Sharon has moreover, repeatedly deferred a long-planned large-scale operation to break up terror bases in the Gaza Strip; therefore the Hamas, its military wing the Ezz a-Din el Qassam and the Jihad Islami are still off the leash.
Finally, Sharon has never come to grips with the Hizballah’s cross-border threat from Lebanon, nor taken action against the Palestinian Fronts and Islamic groups based in Damascus.
The domestic front:
Israel Arabs: Israel’s million strong Arabs are increasingly attracted to the Palestinian terrorist movement and to external violent elements like al Qaeda and the Hizballah. Some of the younger, unrulier elements are being drawn into the anti-Israel suicide campaign.

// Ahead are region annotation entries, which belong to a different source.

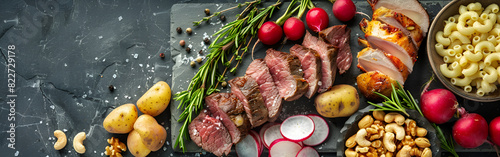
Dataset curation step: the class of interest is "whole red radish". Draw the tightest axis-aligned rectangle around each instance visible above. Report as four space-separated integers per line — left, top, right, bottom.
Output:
452 113 488 148
420 89 458 124
332 0 356 22
490 117 500 146
257 21 283 45
283 17 306 40
306 8 329 32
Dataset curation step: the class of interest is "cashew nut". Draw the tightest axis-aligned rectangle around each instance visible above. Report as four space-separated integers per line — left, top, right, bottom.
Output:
420 148 432 157
382 132 396 153
373 110 385 121
415 137 431 148
385 122 405 141
344 148 359 157
358 115 373 129
356 129 372 147
417 127 427 137
54 130 68 150
73 132 87 154
384 112 405 125
345 134 356 148
396 145 411 157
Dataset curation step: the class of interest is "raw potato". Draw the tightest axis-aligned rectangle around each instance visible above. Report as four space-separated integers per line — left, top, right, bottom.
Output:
314 84 359 118
127 130 151 157
134 114 167 151
102 104 138 134
137 81 171 117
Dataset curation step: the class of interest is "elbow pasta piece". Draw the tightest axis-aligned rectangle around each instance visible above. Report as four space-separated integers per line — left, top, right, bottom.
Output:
439 61 462 78
464 50 483 62
462 62 479 76
436 31 451 46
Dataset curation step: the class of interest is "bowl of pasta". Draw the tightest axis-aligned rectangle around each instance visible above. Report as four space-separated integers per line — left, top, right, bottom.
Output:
427 0 500 102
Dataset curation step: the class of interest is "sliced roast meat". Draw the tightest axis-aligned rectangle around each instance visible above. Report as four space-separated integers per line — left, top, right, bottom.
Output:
264 48 309 101
373 7 424 48
358 47 409 85
205 93 252 144
229 76 269 128
367 0 430 37
302 32 337 93
359 19 418 73
319 25 352 74
290 45 321 99
188 109 233 156
246 59 283 122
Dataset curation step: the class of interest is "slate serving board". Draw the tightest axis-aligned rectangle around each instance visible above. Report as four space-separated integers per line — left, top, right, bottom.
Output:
170 1 498 153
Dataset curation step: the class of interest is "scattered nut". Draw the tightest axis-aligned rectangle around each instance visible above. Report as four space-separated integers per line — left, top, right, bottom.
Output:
205 8 210 16
73 132 87 154
54 130 68 150
179 40 186 47
104 137 127 157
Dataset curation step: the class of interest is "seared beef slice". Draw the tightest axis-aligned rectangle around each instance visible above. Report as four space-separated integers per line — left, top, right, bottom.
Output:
264 49 309 101
188 110 233 156
290 45 321 99
229 76 268 128
246 59 282 122
205 93 251 144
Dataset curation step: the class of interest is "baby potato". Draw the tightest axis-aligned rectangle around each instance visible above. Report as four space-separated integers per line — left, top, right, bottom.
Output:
134 114 167 151
102 104 138 134
127 130 151 157
314 84 359 118
137 81 171 117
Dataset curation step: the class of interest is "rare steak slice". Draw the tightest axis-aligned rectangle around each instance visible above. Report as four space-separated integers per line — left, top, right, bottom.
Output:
246 59 282 122
302 32 337 93
319 25 352 74
290 45 321 99
188 109 233 156
264 48 309 101
229 76 268 128
205 93 251 144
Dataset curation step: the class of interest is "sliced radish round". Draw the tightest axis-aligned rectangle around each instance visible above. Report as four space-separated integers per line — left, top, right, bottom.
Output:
297 147 319 157
264 124 283 148
235 132 260 157
280 115 314 142
303 114 330 146
249 130 264 156
269 139 302 157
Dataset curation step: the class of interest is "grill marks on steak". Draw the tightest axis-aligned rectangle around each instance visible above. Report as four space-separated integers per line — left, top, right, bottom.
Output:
264 48 309 101
229 76 268 128
188 109 233 156
205 93 251 144
319 25 352 74
290 45 321 99
302 32 337 93
246 59 282 122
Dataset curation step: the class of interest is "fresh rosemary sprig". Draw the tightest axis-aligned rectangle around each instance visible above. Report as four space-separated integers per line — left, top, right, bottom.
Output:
174 0 281 151
368 83 458 157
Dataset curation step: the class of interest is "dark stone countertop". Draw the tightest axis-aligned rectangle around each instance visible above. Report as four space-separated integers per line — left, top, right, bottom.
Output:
0 0 500 157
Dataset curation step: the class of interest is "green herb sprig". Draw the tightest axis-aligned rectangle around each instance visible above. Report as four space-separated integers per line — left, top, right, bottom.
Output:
368 82 458 157
174 0 281 151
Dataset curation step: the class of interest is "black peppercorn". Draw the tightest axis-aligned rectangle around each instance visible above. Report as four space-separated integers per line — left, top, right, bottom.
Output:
175 27 182 34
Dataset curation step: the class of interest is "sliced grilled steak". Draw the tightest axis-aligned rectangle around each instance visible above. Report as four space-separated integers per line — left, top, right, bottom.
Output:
229 76 268 128
290 45 321 99
188 110 233 156
319 25 352 74
302 32 337 93
264 48 309 101
246 59 282 122
205 93 251 144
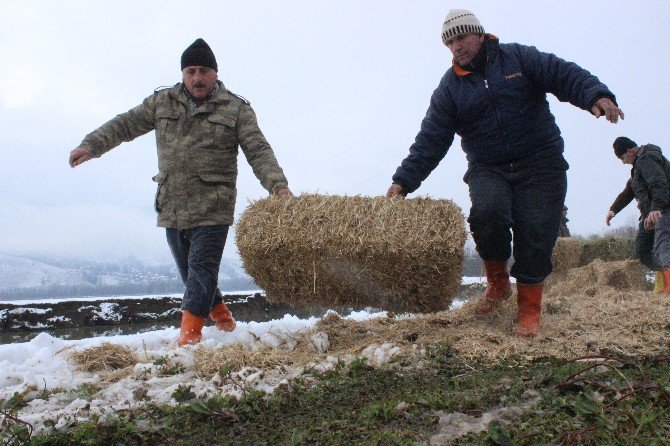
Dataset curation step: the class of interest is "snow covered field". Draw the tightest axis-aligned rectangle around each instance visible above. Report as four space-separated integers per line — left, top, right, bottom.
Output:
0 312 385 432
0 278 482 432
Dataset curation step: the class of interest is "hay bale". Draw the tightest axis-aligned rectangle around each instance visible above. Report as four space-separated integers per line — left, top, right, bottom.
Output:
545 259 647 296
236 195 466 312
579 237 635 266
70 342 139 372
551 237 582 272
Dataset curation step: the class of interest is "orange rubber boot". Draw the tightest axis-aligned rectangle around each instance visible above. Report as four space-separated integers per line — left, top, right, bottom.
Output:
475 260 512 314
514 283 542 338
179 310 205 345
214 302 237 332
659 267 670 294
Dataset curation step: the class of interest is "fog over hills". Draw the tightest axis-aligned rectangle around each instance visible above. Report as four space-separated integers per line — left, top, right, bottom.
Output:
0 253 257 299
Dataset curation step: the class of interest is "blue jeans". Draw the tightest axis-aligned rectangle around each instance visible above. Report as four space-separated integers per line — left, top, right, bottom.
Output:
464 155 568 285
165 225 229 317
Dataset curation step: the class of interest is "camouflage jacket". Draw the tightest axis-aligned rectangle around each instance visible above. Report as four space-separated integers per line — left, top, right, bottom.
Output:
80 81 288 229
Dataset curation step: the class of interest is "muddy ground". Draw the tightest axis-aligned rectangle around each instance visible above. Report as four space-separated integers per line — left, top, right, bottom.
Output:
0 284 482 344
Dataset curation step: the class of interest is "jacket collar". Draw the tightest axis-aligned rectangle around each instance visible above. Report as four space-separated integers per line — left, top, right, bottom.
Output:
451 33 499 77
169 80 230 105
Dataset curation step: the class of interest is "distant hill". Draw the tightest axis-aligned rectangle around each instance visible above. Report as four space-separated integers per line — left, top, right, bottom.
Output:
0 254 258 300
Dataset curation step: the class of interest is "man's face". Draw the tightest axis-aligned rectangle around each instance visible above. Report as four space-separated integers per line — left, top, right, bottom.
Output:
447 34 484 67
181 66 218 99
619 149 635 165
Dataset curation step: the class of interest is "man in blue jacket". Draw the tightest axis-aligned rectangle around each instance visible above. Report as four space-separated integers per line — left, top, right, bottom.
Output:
387 9 624 337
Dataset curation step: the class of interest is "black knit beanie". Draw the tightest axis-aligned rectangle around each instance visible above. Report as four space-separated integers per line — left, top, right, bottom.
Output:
612 136 637 158
181 39 218 71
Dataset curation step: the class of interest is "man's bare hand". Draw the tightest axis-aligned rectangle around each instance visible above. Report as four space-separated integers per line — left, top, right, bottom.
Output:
591 98 623 124
275 187 293 197
70 147 93 167
644 211 663 229
386 183 407 199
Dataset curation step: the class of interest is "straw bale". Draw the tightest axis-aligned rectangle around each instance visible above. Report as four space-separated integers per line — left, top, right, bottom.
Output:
237 195 466 312
69 342 138 372
545 259 647 295
551 237 582 272
579 237 635 266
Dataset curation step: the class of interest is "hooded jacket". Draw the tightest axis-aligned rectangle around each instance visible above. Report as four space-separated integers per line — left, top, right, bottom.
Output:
80 81 288 229
630 144 670 217
393 34 615 192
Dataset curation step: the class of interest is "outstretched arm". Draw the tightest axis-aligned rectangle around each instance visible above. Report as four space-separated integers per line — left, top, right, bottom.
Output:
591 98 623 124
69 146 93 168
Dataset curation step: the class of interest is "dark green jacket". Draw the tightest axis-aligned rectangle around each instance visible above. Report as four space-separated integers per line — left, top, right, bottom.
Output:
630 144 670 217
81 82 288 229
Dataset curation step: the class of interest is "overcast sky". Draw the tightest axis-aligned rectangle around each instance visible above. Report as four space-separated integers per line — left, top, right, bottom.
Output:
0 0 670 262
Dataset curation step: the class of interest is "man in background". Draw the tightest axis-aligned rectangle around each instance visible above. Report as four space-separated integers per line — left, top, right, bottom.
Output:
605 136 670 294
558 205 570 237
69 39 293 345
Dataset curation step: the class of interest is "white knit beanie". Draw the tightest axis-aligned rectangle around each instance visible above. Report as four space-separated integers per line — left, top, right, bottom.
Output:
442 9 484 45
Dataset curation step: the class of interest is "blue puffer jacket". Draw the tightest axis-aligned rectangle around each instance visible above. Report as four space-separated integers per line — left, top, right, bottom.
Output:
393 35 615 192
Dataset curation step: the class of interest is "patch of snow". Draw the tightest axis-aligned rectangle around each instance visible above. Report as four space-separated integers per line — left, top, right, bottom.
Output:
92 302 121 322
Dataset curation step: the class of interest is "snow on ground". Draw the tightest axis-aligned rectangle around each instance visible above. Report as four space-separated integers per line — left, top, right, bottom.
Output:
0 311 393 432
0 278 483 432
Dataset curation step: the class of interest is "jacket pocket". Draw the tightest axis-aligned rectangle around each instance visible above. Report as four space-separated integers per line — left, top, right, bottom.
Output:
156 110 180 142
207 115 237 145
151 172 167 214
190 172 236 218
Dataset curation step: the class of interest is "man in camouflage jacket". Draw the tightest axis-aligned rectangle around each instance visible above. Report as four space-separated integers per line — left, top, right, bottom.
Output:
70 39 292 345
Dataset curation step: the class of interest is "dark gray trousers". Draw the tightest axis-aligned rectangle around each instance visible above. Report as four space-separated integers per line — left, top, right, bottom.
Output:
464 155 568 285
165 225 229 317
653 210 670 269
635 220 661 271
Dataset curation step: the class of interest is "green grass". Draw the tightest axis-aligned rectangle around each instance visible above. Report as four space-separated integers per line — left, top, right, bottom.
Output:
6 346 670 446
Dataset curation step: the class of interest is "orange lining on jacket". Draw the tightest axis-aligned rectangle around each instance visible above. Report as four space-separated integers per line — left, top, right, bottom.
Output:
451 33 498 76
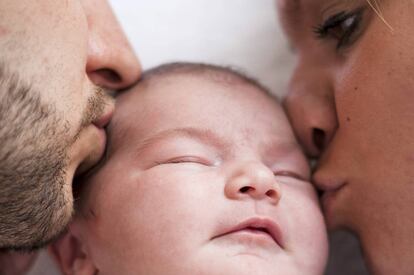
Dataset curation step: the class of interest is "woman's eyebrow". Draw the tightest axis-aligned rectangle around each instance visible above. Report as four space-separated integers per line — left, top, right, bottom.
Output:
136 127 231 154
279 0 302 13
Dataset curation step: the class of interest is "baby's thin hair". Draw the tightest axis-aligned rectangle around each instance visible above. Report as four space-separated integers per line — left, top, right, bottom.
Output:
138 62 276 99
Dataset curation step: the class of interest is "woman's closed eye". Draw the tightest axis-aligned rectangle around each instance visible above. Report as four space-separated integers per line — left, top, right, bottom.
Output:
313 8 365 50
156 156 214 166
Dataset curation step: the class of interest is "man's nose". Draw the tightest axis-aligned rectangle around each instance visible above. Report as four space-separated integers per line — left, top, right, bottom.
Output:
284 65 338 157
82 0 141 90
224 162 281 205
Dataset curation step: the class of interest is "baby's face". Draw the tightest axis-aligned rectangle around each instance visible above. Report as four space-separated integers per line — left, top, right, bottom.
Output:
75 76 327 275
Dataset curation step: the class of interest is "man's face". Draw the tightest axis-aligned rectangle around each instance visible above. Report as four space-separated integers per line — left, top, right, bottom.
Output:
72 76 327 275
278 0 414 274
0 0 140 248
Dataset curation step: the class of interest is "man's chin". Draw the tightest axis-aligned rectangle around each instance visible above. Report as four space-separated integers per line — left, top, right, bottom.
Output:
0 200 73 252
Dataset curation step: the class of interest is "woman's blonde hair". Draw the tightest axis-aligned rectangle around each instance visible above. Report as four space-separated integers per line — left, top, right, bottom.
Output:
367 0 394 32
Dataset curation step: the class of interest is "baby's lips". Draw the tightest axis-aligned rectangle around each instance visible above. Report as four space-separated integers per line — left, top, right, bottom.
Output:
213 216 284 249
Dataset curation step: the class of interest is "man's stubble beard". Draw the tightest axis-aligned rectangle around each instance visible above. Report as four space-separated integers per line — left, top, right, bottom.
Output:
0 66 105 250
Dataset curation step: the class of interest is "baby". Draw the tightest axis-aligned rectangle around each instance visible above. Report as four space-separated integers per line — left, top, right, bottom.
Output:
52 63 327 275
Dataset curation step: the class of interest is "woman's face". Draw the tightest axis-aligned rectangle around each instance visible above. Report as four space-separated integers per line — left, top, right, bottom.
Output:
278 0 414 274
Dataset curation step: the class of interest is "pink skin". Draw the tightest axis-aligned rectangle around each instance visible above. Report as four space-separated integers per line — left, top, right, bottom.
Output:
54 76 327 275
277 0 414 274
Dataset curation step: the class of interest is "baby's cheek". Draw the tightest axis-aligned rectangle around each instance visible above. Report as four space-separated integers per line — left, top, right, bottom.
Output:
280 183 327 250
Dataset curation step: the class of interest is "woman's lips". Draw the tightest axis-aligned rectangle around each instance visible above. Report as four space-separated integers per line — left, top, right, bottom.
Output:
212 217 284 249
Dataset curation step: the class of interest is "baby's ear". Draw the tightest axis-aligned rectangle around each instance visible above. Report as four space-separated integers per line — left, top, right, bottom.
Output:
49 223 97 275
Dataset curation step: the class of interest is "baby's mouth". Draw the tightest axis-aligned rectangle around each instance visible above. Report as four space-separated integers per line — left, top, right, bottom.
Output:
213 217 284 249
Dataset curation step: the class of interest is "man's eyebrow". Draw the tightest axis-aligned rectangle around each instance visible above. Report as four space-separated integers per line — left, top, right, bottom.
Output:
137 127 230 154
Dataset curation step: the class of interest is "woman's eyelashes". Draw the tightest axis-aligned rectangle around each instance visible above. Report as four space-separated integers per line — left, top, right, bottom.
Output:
156 156 214 166
313 8 365 50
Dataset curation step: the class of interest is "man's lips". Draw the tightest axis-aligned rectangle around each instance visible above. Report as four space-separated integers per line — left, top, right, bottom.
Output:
93 107 114 129
321 182 346 211
212 217 284 249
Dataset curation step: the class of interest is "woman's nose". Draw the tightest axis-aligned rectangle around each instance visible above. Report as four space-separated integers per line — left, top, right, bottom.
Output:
284 64 338 157
224 162 281 204
82 0 141 90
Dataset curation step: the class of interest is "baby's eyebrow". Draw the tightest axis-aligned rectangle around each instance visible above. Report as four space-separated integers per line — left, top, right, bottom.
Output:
137 127 230 154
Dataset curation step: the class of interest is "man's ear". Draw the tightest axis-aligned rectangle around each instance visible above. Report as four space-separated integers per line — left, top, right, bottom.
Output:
49 223 97 275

Domestic politics: While unchallenged as party leader, Sharon’s influence in the ranks is ebbing. He is therefore increasingly dependent on his Labor partner and foreign minister, Shimon Peres – very much as Barak was. Since Peres relies for his political survival on that of his old peace partner, Yasser Arafat, Sharon often finds his own terra less firma than he would like.
Economic leadership: With a wise hand at the helm, Israel’s war-induced economic slowdown might have been far less acute than it is. However, despite the war emergency, Sharon leaves too many decisions on economic management in the hands of a bickering duo – finance minister Sylvan Shalom and governor of the central bank David Klein.
The exercise of balancing Sharon’s achievements against his shortcomings is instructive. It explains why Barak’s standoff in the war with the Palestinians has been perpetuated under Sharon and why some of his key policies lead nowhere.
Take the present impasse.
With the United States preparing to launch itself against Baghdad, Sharon finds he is prevented from bringing the operation he began against Ramallah to its logical conclusion – the breakup at last of Arafat’s high terror command and his possible removal. He is immobilized quite simply by the tab handed him by the Bush administration for long months of support and succor.
The first part of the tab constrains Israel from going after Arafat so as not to upset the fragile Middle East coalition Washington has assembled for the war on Baghdad.
After the full-scale assault on Iraq begins, Israel may pay dearly in the coin of eroded deterrent for the undecided state of play of its conflict with the Palestinians; Iraq may not be put off from launching missiles tipped with unconventional warheads against Israeli cities, knowing that Washington will tender the second half of its tab to Sharon, by making sure Israel does not fight back.